Horizons newsletter – Week 4 // 2018

Horizons is a bi-monthly Dasym Research initiative to show you how the Dasym themes have been in the news. We publish the Horizons on our website and as an email newsletter. If you wish to receive the email, please contact Investor Relations.
Do you have a question about the digitization of consumer’s daily lives? As a research-driven investment company, we want to be relevant to you, so please provide us with your questions and remarks. Your feedback will help us to drive our research agenda.

The Experience Ladder
A recent McKinsey report shows the rapid growth of the experience economy in the U.S.: consumption of experiences – such as city trips, hotels, restaurants, movie theaters and live sports– have grown nearly four times faster than expenditures on goods and services. As the Dasym Experience Ladder depicts, consumers move from basic needs, to small pleasures, to experiences defining their lifestyle. Lower income resonates with a lower category of experiences, e.g. going to a fast food restaurant, and higher income experiences are shaped by a transformational aspect, such as live events and travel. While the experience economy is often lead by Western consumers, the emerging global middle class consumers will increasingly consume experiences affordable to them. Moreover, compared to their Western peers, emerging middle-class consumers are young. Bangladesh, Egypt, India, Iran, Pakistan, the Philippines, South Africa, and Vietnam are together called the ‘Millennial Majors’ for their economic potential that lies with this young generation. Certain experiences appeal specifically to young demographics (e.g. e-sports, nomadic travel) and these are likely to gain popularity in decades ahead.

Talking about CES
Consumer Electronics Show CES has served as the proving ground for innovators and breakthrough (consumer) technologies for 50 years. Even though some of the early-stage innovations didn’t work as planned – some of the robots were for instance painfully unresponsive during demonstrations – CES does showcase the potential for the further digitalization of consumer daily lives, which is the core of Dasym’s investment philosophy. Many of the developments on the CES are thus relevant for our themes, which cover areas such as media consumption, healthcare, ecommerce, finance and other smart world applications. CES gives us further inspiration to paint a picture of a digitized world. In this smart world, voice assistants are integrated into everything from TVs to robots to cars. Moreover, autonomous cars such as the Chevrolet Bolt have no steering wheel, pedals or other forms of manual control. In other sectors, almost human-like robots such as Sophia can work alongside humans in for instance healthcare, factories or call centers. We will keep on covering these and the many other innovations in our Horizons newsletter.

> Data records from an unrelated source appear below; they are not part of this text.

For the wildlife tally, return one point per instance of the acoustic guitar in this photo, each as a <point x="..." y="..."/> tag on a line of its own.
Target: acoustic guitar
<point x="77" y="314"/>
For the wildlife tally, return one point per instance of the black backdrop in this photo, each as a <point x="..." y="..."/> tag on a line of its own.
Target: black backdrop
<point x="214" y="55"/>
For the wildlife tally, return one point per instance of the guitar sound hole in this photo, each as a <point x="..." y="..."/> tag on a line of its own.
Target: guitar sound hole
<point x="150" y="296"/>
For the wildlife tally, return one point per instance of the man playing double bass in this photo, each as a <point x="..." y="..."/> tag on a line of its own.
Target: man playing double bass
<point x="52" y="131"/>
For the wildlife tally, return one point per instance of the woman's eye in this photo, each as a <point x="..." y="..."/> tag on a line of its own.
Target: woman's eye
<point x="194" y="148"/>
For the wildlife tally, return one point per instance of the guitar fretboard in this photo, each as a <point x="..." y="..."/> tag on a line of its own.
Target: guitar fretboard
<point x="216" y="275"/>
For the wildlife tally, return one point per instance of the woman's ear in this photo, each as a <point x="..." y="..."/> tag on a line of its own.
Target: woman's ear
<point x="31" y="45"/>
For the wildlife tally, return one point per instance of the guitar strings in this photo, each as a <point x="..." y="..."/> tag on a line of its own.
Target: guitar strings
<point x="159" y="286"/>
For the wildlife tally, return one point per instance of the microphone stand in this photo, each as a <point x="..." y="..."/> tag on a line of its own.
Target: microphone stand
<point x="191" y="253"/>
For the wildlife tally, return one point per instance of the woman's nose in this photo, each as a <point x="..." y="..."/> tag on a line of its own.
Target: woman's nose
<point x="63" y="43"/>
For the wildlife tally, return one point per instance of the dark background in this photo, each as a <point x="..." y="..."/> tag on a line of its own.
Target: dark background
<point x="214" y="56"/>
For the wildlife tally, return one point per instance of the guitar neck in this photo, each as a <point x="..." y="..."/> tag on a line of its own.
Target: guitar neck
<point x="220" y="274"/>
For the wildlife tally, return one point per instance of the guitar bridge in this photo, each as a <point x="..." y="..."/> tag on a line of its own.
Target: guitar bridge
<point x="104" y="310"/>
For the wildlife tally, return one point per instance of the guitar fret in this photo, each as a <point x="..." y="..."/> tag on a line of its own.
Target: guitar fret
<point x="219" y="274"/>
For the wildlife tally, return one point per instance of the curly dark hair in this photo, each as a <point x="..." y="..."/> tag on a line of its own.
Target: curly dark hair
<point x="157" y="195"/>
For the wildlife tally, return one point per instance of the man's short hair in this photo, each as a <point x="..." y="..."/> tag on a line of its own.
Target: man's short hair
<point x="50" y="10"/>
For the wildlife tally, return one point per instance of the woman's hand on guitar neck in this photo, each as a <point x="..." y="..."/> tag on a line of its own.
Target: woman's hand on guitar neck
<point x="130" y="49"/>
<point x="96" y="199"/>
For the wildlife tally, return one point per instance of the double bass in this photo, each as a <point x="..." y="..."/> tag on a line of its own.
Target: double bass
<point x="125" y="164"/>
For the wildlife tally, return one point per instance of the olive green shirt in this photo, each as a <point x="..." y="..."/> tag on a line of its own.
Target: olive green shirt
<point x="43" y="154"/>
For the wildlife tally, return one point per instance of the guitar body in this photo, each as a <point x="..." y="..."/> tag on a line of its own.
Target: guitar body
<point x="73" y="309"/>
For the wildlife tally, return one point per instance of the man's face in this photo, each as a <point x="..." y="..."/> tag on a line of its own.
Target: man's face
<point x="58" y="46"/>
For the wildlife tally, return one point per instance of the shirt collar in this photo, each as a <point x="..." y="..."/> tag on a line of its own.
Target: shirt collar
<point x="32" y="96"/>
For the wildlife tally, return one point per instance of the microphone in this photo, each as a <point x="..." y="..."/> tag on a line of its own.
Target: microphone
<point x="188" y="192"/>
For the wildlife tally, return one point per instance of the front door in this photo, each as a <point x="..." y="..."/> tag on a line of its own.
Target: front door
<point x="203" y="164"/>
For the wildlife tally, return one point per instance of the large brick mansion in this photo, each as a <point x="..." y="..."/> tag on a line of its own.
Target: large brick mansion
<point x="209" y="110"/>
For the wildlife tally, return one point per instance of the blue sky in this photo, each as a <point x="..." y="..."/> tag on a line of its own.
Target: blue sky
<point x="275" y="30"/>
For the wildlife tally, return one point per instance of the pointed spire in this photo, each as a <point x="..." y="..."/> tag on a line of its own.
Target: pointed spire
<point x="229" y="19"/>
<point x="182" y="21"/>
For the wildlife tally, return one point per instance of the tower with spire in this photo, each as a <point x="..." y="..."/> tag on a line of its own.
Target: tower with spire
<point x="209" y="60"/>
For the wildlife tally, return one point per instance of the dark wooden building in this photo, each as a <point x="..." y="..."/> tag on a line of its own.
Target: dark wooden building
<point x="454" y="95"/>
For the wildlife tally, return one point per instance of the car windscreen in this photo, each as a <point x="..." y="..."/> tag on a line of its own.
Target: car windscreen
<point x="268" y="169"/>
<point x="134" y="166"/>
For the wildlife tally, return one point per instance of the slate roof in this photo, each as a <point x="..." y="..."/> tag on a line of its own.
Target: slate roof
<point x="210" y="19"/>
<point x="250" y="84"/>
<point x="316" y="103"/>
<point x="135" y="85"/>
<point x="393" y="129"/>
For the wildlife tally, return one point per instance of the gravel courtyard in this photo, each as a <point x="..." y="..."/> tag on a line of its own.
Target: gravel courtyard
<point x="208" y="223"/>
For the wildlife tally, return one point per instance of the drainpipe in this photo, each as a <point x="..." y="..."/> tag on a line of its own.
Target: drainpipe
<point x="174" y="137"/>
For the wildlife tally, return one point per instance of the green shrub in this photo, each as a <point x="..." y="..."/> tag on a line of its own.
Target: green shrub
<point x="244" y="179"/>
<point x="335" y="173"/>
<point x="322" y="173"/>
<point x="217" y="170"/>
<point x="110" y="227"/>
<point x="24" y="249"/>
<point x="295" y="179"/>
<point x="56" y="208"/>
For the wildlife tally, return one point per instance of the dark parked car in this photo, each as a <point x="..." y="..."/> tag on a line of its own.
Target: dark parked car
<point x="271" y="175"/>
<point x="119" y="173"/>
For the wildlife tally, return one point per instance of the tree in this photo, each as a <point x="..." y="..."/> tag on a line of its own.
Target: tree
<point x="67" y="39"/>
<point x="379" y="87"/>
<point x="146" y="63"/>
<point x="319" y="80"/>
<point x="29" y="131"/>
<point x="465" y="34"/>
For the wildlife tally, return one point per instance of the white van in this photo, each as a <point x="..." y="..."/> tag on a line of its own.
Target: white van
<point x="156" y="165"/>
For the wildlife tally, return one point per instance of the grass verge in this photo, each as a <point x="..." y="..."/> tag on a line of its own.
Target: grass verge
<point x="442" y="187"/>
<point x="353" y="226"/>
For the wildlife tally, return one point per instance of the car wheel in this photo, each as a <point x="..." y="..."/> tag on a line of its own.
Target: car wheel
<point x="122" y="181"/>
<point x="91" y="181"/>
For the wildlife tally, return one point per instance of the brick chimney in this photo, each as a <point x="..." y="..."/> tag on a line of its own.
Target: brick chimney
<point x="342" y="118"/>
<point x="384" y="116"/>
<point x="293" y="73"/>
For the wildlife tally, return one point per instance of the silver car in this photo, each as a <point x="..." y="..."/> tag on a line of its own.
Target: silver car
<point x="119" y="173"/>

Engaging the next digital billions
Google Chrome is the most-used browser in the world (55.0% market share), although there are still billions of people ‘offline’. When they get connected for the first time they have different preferences for their digital products. For example, Alibaba’s UC Browser has a larger market share in many emerging markets, like Indonesia and India, because it uses little data and storage. And the popular app SHAREit allows its 1 billion worldwide users, mostly in emerging markets, to share music and video content from Wi-Fi compatible devices with each other. Emerging middle-income economies, where digitization is picking up fastest and are often dubbed as ‘mobile-first markets’, still have the largest addressable ‘offline markets’. In India, for example, only 30% of the population uses the internet, meaning over 900 million people are still offline, while only a quarter of the Philippine’s 100 million population owns a smartphone. As a result apps and other services that work with limited memory, computing power, internet access and data bundles, will open up digital markets for the next digital billions.